The Role of Subchapter V

To some degree, Judge Frank writes, Debtor’s Subchapter V status and the purposes and policies of Subchapter V “influence my determination” that the value of Creditor’s collateral is “inconsequential.”

  • The purpose of Subchapter V is “to broaden the opportunity for small businesses to successfully utilize the benefits of chapter 11 of the Bankruptcy Code.”  So, permitting Debtor to stay in business by bifurcating Creditor’s claim and permitting payment under Subchapter V provisions “is consistent with both the explicit confirmation standards of subchapter V” and its “underlying purpose.”
  • Creditor using the §1111(b) as a device to block confirmation and compel the Debtor to liquidate underscores the inconsequential value of its interest in the Debtor’s property: (i) the liquidation value of Creditor’s collateral is only $30,000, and (ii) receipt of $30,000.00 on a $917,000.00 debt is almost, but not quite, out of the money.
  • Judge Frank emphasizes, in the opinion, “I do not mean to suggest that the term ‘inconsequential value’ has a different meaning in a Subchapter V case as compared to a traditional chapter 11 case.” But since this is a mixed fact-law question of an “ultimate fact,” the policy behind Subchapter V is “a factor in applying the statutory term to a particular set of facts.”

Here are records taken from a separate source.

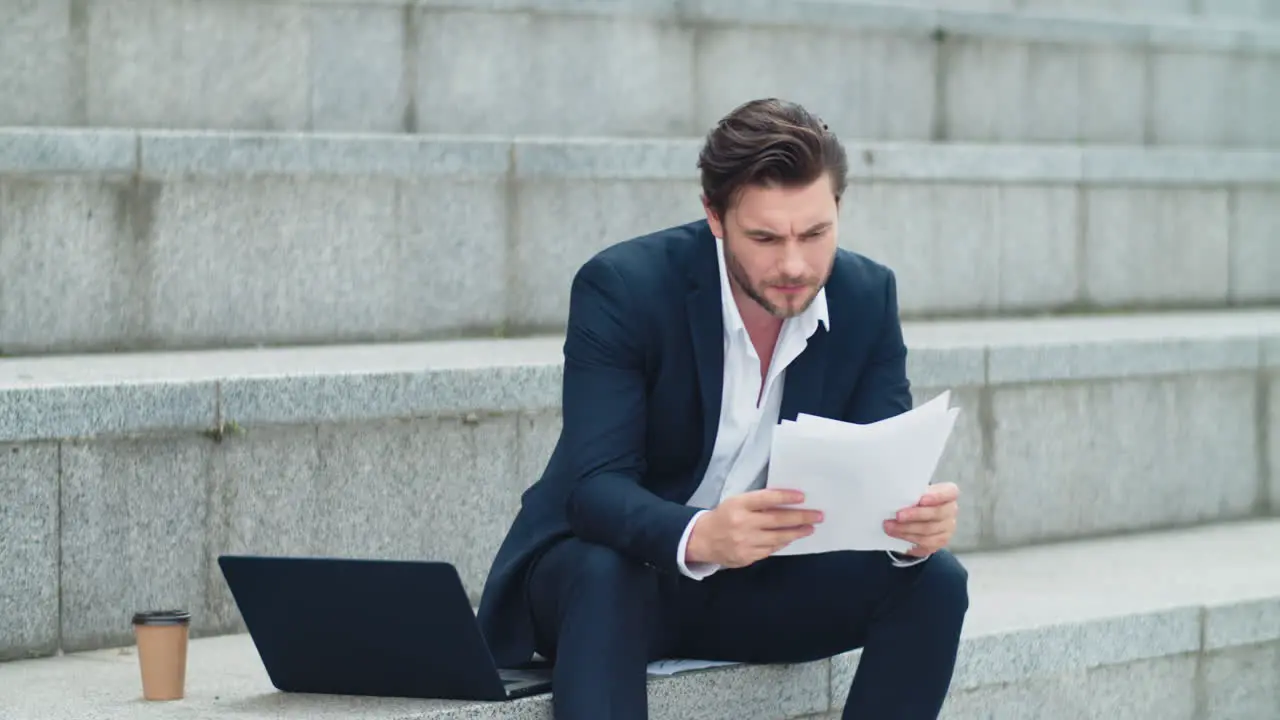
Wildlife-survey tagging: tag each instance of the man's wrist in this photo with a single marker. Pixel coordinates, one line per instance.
(686, 555)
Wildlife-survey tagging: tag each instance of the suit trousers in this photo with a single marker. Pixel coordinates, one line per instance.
(600, 618)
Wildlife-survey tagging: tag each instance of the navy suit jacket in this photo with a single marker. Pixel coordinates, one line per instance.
(643, 376)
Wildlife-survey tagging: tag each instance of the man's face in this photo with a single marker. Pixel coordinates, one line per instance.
(780, 244)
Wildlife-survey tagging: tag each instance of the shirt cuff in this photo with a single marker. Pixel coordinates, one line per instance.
(695, 570)
(904, 560)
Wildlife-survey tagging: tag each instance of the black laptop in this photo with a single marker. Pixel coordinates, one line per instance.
(369, 628)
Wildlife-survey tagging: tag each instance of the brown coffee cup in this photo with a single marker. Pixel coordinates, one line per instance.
(163, 637)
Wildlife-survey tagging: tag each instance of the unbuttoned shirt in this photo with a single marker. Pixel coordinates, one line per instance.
(749, 413)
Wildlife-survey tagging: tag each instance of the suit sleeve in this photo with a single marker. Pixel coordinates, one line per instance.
(882, 390)
(603, 436)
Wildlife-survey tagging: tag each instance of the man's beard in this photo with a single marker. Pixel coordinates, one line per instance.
(737, 274)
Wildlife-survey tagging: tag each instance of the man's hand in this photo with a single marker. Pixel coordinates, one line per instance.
(931, 523)
(749, 527)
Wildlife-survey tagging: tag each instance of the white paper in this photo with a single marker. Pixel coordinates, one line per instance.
(859, 475)
(677, 665)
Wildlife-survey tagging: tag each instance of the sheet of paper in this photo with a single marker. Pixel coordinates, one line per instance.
(676, 665)
(859, 475)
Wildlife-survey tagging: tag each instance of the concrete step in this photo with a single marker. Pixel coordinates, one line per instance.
(1200, 12)
(119, 240)
(636, 68)
(123, 477)
(1174, 625)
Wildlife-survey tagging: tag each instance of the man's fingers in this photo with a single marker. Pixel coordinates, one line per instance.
(769, 497)
(775, 519)
(940, 493)
(919, 533)
(772, 541)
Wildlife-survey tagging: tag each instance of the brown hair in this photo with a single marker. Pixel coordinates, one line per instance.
(768, 142)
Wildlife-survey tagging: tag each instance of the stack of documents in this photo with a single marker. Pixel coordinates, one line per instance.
(859, 475)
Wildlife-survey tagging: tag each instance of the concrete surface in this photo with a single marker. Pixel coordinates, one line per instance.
(1069, 428)
(1183, 624)
(114, 241)
(956, 71)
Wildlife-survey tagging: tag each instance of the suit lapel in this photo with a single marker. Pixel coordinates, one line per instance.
(707, 332)
(803, 388)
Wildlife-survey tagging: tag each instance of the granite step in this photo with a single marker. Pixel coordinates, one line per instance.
(1198, 12)
(123, 477)
(650, 68)
(1160, 625)
(123, 241)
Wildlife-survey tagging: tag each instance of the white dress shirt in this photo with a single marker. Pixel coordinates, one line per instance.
(740, 459)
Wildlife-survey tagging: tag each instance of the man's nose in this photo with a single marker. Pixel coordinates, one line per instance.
(792, 264)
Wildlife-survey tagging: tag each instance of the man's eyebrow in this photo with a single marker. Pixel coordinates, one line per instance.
(768, 233)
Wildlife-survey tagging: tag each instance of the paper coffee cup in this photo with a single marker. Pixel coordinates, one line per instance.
(161, 637)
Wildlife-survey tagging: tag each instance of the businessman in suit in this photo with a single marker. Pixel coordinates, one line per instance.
(650, 533)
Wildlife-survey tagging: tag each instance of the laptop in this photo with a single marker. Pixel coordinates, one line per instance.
(369, 628)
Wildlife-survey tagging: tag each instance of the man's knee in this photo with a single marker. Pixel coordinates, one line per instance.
(599, 570)
(946, 580)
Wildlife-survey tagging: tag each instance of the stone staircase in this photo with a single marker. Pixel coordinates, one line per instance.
(287, 277)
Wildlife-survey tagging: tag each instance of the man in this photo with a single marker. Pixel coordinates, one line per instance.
(650, 533)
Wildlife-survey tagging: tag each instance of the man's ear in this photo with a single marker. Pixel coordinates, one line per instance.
(713, 219)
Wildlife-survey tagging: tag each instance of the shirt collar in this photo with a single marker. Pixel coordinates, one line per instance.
(808, 320)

The foregoing is a fascinating and instructive look into one of the rarely-used and often-confusing provisions of the Bankruptcy Code.  And seeing that provision applied in the Subchapter V context is an added benefit for bankruptcy professionals.   


Footnote 1.  The “inconsequential value” prohibition against utilizing the 1111(b) election is from 11 U.S.C. § 1111(b)(1)(B)(i), which reads (emphasis added): “A class of claims may not elect application of paragraph (2) of this subsection if—(i) the interest on account of such claims of the holders of such claims in such property is of inconsequential value.”